Addiction and mental health travel together
Anxiety, depression, and trauma sit alongside substance use far more often than not. Sometimes the substance use started as a way to manage the mental health condition; sometimes it runs the other way. Either way, treating only one side tends to leave the other free to pull recovery back down. The patient who gets stable on medication but is still living with untreated panic attacks or depression is the one most likely to slip.
That is the case for treating both at the same time. When your addiction care and your mental health care come from the same team and sit on the same plan, the two stop working against each other.
One team, one plan
At Restoration Recovery, co-occurring mental health is built into your treatment rather than handed off to another office. It starts with an assessment that looks at both your substance use and your mental health, and becomes a single plan your providers manage together.
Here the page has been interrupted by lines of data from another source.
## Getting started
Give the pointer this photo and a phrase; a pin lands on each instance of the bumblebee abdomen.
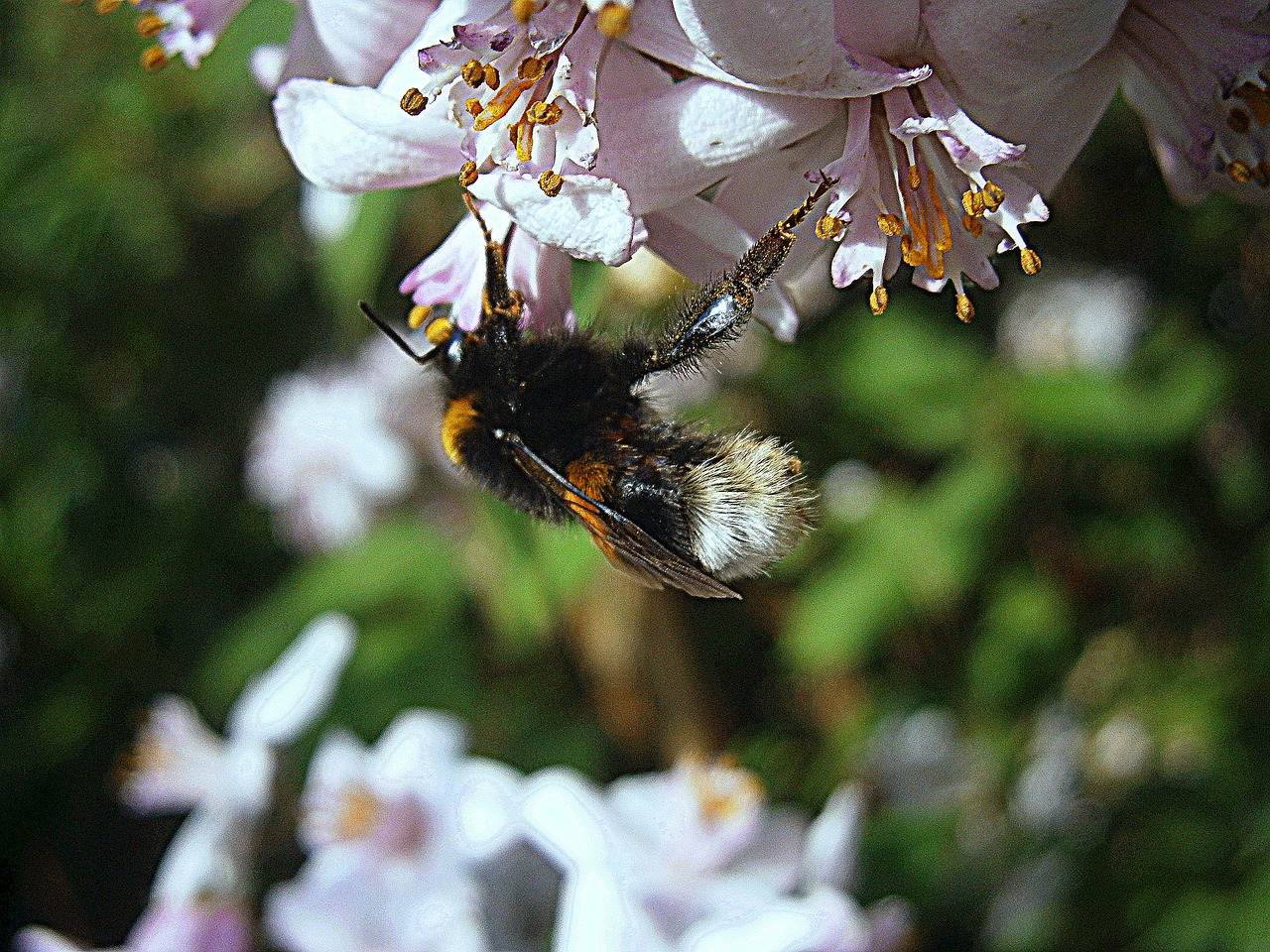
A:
(747, 504)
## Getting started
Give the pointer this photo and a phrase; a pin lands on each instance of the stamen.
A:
(153, 59)
(973, 202)
(502, 102)
(150, 24)
(418, 315)
(544, 113)
(992, 195)
(413, 102)
(1238, 172)
(828, 227)
(524, 139)
(472, 72)
(1256, 100)
(878, 299)
(613, 21)
(964, 308)
(890, 225)
(550, 182)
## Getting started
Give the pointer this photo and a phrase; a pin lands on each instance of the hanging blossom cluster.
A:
(413, 846)
(688, 125)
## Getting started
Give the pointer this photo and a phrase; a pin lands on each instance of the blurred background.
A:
(1033, 621)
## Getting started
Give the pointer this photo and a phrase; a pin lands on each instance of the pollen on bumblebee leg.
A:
(964, 307)
(418, 315)
(550, 182)
(413, 102)
(613, 21)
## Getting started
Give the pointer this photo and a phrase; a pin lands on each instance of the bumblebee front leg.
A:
(717, 312)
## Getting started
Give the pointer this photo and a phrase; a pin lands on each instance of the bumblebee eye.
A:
(439, 331)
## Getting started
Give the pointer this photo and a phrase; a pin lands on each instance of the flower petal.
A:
(286, 698)
(794, 51)
(589, 218)
(353, 139)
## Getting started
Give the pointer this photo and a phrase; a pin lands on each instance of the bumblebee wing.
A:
(624, 542)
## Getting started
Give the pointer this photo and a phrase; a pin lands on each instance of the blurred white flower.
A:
(684, 856)
(1083, 320)
(394, 834)
(180, 763)
(322, 456)
(200, 892)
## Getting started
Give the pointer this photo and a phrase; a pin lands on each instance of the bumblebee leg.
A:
(717, 312)
(499, 302)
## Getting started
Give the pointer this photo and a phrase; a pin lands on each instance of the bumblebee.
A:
(557, 425)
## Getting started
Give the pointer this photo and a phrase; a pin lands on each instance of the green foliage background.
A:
(1075, 540)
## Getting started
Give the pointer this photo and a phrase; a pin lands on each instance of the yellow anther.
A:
(544, 113)
(418, 315)
(550, 182)
(911, 253)
(1239, 172)
(992, 195)
(153, 59)
(150, 24)
(413, 102)
(878, 299)
(613, 21)
(439, 330)
(828, 227)
(472, 72)
(890, 225)
(964, 308)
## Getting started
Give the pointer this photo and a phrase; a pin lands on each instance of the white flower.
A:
(180, 763)
(324, 457)
(394, 834)
(1074, 320)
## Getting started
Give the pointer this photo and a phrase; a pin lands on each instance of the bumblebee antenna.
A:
(397, 338)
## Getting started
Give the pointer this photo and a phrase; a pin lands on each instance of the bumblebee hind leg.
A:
(717, 313)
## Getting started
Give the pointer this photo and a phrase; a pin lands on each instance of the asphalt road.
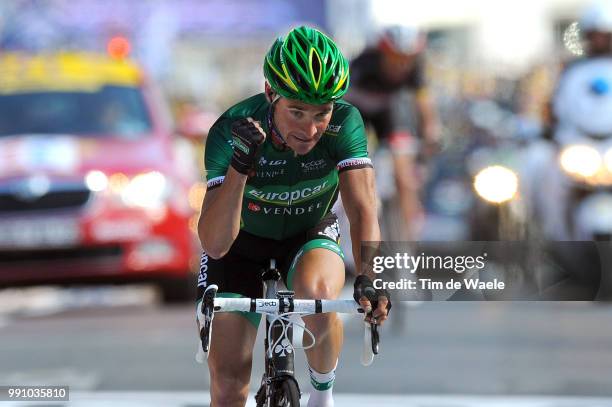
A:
(124, 340)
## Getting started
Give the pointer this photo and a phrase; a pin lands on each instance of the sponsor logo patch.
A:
(203, 275)
(254, 207)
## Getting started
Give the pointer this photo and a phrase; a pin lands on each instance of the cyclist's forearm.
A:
(364, 229)
(219, 222)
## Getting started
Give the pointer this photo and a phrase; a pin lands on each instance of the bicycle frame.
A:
(277, 305)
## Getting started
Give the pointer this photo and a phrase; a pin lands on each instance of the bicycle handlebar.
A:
(210, 305)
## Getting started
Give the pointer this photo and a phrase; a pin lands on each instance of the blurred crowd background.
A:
(491, 68)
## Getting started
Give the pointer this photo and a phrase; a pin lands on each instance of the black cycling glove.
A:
(364, 288)
(246, 141)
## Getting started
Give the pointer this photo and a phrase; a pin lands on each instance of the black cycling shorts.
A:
(237, 274)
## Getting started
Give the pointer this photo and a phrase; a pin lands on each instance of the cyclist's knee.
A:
(319, 289)
(229, 383)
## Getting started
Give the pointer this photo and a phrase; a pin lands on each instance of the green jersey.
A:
(288, 194)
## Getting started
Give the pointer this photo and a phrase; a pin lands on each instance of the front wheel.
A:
(286, 394)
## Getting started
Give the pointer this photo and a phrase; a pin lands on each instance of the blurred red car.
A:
(94, 185)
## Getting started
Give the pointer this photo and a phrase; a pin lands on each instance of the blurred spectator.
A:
(378, 75)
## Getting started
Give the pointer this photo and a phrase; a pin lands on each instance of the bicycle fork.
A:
(279, 351)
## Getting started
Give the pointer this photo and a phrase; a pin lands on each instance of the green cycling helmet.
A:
(308, 66)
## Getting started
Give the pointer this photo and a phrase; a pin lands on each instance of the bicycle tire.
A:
(286, 394)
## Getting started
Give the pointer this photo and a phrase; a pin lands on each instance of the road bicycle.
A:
(278, 385)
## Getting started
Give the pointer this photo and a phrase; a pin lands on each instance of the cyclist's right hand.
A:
(247, 136)
(378, 301)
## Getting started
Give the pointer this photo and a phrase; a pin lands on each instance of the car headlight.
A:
(496, 184)
(581, 160)
(148, 190)
(96, 181)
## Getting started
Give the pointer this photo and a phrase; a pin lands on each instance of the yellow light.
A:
(118, 48)
(496, 184)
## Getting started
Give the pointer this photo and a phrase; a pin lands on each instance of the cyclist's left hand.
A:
(376, 303)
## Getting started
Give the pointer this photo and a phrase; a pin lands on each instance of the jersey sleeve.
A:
(217, 154)
(352, 143)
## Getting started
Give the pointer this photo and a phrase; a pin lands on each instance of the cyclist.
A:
(596, 30)
(379, 74)
(275, 163)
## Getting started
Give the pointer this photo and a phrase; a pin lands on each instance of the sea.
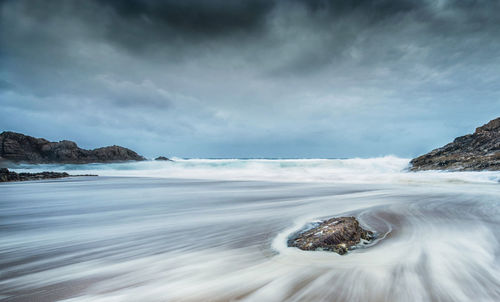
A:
(217, 230)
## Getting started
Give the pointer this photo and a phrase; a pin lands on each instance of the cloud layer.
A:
(250, 78)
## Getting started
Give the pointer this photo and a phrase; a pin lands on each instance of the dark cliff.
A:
(471, 152)
(17, 147)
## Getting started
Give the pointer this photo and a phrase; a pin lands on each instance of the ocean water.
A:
(216, 230)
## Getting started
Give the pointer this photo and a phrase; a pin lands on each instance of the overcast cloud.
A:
(250, 78)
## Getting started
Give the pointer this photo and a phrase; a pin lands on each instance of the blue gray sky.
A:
(270, 78)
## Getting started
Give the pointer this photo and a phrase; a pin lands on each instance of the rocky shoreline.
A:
(6, 175)
(471, 152)
(17, 147)
(337, 235)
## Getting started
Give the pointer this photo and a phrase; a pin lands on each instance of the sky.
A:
(250, 79)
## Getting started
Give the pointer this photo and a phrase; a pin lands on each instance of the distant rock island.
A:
(471, 152)
(17, 147)
(163, 158)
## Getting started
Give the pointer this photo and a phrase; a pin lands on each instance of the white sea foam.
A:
(388, 169)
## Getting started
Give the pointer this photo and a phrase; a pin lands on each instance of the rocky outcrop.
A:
(6, 175)
(471, 152)
(338, 235)
(163, 158)
(17, 147)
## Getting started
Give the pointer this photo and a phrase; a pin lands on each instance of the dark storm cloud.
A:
(226, 78)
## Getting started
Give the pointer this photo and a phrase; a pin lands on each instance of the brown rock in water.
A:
(17, 147)
(471, 152)
(337, 235)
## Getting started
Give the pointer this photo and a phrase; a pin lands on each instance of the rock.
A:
(163, 158)
(6, 175)
(338, 235)
(471, 152)
(17, 147)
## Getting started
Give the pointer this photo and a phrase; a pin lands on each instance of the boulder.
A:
(337, 235)
(471, 152)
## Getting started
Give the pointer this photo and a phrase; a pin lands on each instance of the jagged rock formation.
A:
(163, 158)
(6, 175)
(17, 147)
(338, 235)
(471, 152)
- Co-occurring assessment and integrated treatment planning at intake
- Psychiatric medication management by licensed providers, coordinated with your MAT
- Individual counseling for anxiety, depression, and trauma
- Your recovery plan and your mental health plan kept as one plan, not two separate ones
- Confidential under HIPAA and 42 CFR Part 2
For the medication side of recovery — Suboxone for opioid use, or Vivitrol and other options for alcohol use — see those pages for how the medication works. After your first in-person visit, ongoing appointments can be handled by telehealth.
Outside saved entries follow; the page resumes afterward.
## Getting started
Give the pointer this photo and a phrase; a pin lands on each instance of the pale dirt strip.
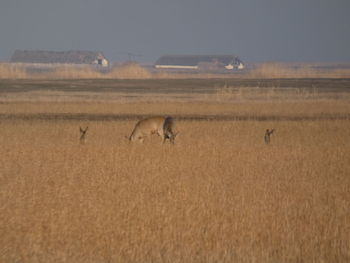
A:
(183, 117)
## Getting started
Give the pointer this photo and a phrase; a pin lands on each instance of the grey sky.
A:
(255, 30)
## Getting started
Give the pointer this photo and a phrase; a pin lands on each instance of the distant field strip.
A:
(182, 117)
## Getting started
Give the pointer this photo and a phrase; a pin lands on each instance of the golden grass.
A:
(219, 195)
(269, 70)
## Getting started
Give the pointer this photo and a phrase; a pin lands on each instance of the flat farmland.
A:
(220, 194)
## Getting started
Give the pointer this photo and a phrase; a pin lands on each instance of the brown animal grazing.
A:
(267, 135)
(83, 134)
(163, 126)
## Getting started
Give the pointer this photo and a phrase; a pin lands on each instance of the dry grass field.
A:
(220, 194)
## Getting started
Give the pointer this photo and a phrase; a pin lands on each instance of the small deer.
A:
(83, 134)
(163, 126)
(267, 135)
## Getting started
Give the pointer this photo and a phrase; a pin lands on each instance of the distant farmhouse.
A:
(59, 57)
(199, 62)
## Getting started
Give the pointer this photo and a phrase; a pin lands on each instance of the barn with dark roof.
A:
(59, 57)
(198, 62)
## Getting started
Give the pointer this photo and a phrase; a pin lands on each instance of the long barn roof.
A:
(194, 60)
(66, 57)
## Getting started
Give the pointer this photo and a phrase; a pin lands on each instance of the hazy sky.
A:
(255, 30)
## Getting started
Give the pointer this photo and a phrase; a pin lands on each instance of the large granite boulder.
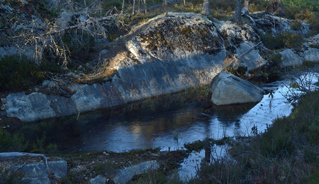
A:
(167, 54)
(229, 89)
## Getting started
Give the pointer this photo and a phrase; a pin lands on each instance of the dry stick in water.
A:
(21, 154)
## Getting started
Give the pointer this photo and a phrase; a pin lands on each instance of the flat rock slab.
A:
(37, 173)
(126, 174)
(229, 89)
(289, 58)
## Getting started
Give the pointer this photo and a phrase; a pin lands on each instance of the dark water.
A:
(155, 124)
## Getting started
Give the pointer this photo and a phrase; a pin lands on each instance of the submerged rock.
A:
(228, 89)
(126, 174)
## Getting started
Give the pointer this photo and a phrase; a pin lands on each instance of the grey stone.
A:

What we treat alongside recovery
Anxiety and substance use
Anxiety and panic are among the most common conditions we see in people seeking treatment for opioid or alcohol use. Drinking or using to quiet the anxiety, then feeling it spike again in withdrawal, is a cycle that medication-assisted treatment alone does not break. We treat the anxiety directly — counseling, plus psychiatric medication management when it is clinically appropriate — as part of the same plan that stabilizes the substance use.
Depression and substance use
Depression is often what makes recovery hardest to sustain: the energy to keep appointments, take medication, and stay engaged is exactly what depression takes away. We treat depression alongside your substance use so it stops quietly undoing your progress, with counseling and coordinated psychiatric medication support inside one care plan.
Trauma, PTSD, and substance use
For a lot of people, substance use traces back to trauma. Treating the substance use without addressing what is underneath it tends not to hold. Our providers treat post-traumatic stress and trauma history as part of recovery — trauma-informed counseling and medication management coordinated with your MAT — at a pace that does not destabilize the recovery you are building.